Bagaimana kita merepresentasikan ras sangat penting. Saya mendengar dari para pembaca bahwa National Geographic memberikan mereka pandangan baru tentang dunia. Para penjelajah, ilmuwan, fotografer, dan penulis kami telah membawa orang-orang ke tempat yang tidak pernah mereka bayangkan sebelumnya; ini adalah sebuah tradisi yang mendasari liputan kami. Dan kami bangga karenanya.
Namun, ini berarti kami juga memiliki tugas, di setiap cerita, untuk menyajikan gambaran yang akurat dan otentik. Tugas ini semakin berat ketika membahas isu-isu berbahaya seperti ras.
Kami bertanya kepada John Edwin Mason untuk membantu memeriksa sejarah liputan kami. Mason cocok untuk tugas ini karena: ia merupakan profesor di University of Virginia dengan spesialisasi pada sejarah fotografi dan sejarah Afrika, yang menjadi persimpangan cerita-cerita kami. Mason pun menenggelamkam diri pada arsip-arsip National Geographic.
Apa yang Mason temukan adalah, sampai 1970an, National Geographic mengabaikan ‘orang-orang berwarna’ di Amerika Serikat -- jarang mengakui mereka di luar pekerjannya sebagai buruh dan asisten rumah tangga. Sementara itu, National Geographic menggambarkan “orang-orang asli” di negara lain dengan eksotis, terkenal dan sering tidak berpakaian, pemburu yang bahagia, serta manusia liar yang mulia – klise.
Tidak seperti majalah Life, Mason mengatakan, National Geographic hanya melakukan sedikit dorongan ke pembacanya di luar stereotip yang tertanam dalam budaya warga Amerika berkulit putih.
“Orang-orang Amerika mendapat ide tentang dunia dari film-film Tarzan dan karikatur rasis yang kejam,” kata Mason. “Pemisahan adalah penyebabnya.
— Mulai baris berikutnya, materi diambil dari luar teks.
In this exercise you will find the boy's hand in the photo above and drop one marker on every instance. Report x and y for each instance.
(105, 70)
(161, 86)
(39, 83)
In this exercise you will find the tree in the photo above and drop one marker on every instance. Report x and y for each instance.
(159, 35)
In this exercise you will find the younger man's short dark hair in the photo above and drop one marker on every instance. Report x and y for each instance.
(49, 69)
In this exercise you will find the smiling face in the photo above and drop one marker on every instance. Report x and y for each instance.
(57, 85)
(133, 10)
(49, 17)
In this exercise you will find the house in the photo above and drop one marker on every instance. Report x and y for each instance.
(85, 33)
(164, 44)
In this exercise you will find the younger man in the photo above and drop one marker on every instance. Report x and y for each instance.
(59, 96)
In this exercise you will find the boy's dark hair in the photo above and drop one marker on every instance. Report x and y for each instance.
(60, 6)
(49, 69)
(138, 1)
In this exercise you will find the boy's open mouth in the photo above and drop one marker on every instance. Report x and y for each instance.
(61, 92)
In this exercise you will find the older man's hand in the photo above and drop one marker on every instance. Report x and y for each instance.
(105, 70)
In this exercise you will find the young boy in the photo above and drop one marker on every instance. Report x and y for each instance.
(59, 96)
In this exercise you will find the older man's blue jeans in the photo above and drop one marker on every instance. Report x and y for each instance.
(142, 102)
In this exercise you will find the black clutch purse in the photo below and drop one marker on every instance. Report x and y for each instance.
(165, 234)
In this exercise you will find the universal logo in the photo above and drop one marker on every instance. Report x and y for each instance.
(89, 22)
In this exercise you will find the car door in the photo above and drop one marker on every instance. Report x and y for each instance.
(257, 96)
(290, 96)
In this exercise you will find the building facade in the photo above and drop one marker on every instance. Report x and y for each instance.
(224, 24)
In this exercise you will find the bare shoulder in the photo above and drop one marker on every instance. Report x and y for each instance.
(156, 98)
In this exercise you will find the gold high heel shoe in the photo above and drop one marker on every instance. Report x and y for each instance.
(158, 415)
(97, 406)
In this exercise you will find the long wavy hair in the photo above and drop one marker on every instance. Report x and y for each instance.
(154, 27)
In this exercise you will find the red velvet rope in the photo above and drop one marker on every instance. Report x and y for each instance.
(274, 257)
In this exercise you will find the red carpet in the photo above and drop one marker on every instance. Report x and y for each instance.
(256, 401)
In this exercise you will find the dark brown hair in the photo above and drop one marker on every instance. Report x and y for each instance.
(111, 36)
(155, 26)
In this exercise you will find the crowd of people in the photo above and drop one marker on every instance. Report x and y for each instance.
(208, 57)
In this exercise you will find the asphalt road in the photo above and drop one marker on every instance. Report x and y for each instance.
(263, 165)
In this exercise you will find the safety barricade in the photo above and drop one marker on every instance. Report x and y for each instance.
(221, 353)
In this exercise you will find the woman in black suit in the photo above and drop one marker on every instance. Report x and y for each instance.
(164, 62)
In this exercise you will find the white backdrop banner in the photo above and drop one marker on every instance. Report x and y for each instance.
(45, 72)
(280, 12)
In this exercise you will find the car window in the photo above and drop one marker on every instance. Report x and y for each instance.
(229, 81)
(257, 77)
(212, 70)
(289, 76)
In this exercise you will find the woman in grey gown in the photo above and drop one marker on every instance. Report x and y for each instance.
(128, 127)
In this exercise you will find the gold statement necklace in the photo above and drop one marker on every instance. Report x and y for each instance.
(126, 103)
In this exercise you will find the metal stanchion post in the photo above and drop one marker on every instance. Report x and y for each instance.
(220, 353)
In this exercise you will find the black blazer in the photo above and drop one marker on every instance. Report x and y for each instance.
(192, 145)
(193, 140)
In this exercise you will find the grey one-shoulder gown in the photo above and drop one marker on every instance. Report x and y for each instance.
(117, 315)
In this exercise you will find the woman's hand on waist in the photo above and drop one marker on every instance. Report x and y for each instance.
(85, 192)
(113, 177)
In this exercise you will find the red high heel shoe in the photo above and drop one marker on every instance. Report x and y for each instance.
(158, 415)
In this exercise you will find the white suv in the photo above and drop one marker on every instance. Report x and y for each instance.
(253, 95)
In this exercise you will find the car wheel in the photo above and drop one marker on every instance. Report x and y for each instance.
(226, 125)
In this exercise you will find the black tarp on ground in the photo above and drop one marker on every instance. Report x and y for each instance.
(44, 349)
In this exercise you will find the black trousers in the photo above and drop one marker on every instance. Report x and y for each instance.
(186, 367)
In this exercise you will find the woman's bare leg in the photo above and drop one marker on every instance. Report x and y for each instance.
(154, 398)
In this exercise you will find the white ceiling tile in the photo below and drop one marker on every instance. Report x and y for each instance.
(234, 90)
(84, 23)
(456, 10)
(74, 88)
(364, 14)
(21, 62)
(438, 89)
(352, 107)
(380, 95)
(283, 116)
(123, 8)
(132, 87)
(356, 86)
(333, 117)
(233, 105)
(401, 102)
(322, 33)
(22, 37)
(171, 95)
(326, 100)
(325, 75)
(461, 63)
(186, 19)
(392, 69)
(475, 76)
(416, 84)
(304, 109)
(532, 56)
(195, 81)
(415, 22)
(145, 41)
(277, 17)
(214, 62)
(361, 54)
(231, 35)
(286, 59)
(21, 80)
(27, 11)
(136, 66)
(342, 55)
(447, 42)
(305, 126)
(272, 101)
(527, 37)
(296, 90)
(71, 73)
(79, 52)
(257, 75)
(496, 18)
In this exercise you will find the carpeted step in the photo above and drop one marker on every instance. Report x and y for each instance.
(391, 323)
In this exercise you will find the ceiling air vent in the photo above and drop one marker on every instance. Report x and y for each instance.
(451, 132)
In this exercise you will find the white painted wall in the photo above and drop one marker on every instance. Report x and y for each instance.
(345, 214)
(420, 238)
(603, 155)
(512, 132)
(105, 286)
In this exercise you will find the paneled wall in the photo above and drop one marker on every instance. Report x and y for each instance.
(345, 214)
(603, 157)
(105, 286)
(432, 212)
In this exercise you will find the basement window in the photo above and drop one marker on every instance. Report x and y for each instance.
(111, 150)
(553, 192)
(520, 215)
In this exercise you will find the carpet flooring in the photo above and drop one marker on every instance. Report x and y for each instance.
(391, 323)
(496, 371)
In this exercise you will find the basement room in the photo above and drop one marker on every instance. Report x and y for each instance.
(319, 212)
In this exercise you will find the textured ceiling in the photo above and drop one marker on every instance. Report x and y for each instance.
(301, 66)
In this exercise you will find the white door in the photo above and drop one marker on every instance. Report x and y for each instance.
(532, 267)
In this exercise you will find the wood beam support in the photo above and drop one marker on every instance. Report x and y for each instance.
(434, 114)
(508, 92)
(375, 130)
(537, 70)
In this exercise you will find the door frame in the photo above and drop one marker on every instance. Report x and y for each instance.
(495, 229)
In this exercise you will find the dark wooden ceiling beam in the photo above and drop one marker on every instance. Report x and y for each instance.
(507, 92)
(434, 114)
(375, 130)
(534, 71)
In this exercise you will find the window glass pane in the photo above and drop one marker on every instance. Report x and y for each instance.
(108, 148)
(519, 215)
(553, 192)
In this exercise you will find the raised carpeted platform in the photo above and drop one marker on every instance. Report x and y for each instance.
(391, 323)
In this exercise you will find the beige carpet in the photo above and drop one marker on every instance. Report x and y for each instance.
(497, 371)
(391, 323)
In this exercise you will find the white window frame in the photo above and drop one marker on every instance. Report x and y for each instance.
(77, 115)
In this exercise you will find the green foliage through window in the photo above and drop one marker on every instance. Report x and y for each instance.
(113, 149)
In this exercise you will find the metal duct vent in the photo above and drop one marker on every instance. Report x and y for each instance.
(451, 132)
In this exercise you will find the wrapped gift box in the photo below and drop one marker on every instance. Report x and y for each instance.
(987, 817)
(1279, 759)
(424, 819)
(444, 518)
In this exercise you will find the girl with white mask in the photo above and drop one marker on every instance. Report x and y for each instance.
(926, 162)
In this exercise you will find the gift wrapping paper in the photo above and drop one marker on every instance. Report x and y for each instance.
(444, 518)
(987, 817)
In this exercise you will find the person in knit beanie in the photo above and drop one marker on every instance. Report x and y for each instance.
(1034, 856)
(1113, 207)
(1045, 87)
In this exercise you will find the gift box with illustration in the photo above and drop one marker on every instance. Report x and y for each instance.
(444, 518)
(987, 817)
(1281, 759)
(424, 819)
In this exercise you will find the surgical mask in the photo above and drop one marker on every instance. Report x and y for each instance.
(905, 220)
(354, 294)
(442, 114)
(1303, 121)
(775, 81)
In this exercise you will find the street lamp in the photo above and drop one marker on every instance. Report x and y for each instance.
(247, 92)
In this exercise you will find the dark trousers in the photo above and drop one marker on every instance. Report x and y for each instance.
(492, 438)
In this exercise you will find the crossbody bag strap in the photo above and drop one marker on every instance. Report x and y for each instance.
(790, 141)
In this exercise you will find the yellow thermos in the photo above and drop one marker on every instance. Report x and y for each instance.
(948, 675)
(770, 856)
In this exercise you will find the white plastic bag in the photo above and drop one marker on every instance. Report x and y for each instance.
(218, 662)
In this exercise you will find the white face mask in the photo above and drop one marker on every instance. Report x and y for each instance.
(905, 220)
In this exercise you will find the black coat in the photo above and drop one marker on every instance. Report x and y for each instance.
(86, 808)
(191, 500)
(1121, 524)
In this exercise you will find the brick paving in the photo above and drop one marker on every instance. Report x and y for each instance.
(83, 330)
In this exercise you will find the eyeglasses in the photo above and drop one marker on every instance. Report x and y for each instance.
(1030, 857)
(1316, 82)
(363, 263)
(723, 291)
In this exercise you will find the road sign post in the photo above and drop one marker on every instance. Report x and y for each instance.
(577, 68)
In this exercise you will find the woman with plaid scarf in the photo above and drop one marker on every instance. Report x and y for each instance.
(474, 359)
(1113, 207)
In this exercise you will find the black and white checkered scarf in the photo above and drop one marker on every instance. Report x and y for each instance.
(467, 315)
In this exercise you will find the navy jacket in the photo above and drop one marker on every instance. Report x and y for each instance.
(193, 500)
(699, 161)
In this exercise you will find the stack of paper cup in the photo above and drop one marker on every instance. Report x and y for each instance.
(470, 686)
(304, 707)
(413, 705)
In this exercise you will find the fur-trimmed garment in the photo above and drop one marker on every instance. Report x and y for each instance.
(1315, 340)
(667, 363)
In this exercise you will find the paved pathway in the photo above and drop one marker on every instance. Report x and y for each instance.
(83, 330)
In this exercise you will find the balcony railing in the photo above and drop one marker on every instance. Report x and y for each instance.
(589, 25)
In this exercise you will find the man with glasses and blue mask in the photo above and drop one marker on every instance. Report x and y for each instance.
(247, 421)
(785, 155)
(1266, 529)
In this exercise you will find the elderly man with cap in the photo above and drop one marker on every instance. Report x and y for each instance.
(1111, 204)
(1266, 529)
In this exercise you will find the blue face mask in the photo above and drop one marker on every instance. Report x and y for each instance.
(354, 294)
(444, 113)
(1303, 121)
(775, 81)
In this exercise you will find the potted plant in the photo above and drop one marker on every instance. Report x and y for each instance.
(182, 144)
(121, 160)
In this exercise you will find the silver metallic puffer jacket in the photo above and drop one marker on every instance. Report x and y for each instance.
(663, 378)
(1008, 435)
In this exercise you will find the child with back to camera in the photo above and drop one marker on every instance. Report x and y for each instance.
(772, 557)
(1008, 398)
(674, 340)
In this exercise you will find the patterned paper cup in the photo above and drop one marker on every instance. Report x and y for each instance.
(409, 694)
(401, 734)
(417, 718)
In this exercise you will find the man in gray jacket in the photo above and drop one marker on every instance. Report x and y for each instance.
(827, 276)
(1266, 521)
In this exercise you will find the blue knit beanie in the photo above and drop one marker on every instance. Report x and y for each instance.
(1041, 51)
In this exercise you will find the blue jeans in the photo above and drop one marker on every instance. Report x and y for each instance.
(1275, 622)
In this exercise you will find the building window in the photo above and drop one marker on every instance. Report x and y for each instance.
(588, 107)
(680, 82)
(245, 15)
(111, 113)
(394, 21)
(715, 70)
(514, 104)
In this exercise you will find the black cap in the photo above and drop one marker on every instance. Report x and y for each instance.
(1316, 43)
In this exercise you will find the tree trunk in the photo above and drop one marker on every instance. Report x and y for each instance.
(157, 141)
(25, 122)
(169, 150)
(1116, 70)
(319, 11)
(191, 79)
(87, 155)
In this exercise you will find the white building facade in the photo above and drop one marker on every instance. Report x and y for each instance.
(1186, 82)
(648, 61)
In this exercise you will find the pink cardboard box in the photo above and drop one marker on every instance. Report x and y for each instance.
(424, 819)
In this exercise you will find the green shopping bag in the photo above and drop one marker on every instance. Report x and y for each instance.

National Geographic tidak mengajarkan pesan yang sudah mereka terima dan melakukannya di majalah yang memiliki otoritas luas biasa. National Geographic muncul pada puncak kolonialisme. Dunia dibagi menjadi penjajah dan terjajah. Ada garis warna di sana. National Geographic mencerminkan gambaran dari dunia tersebut.”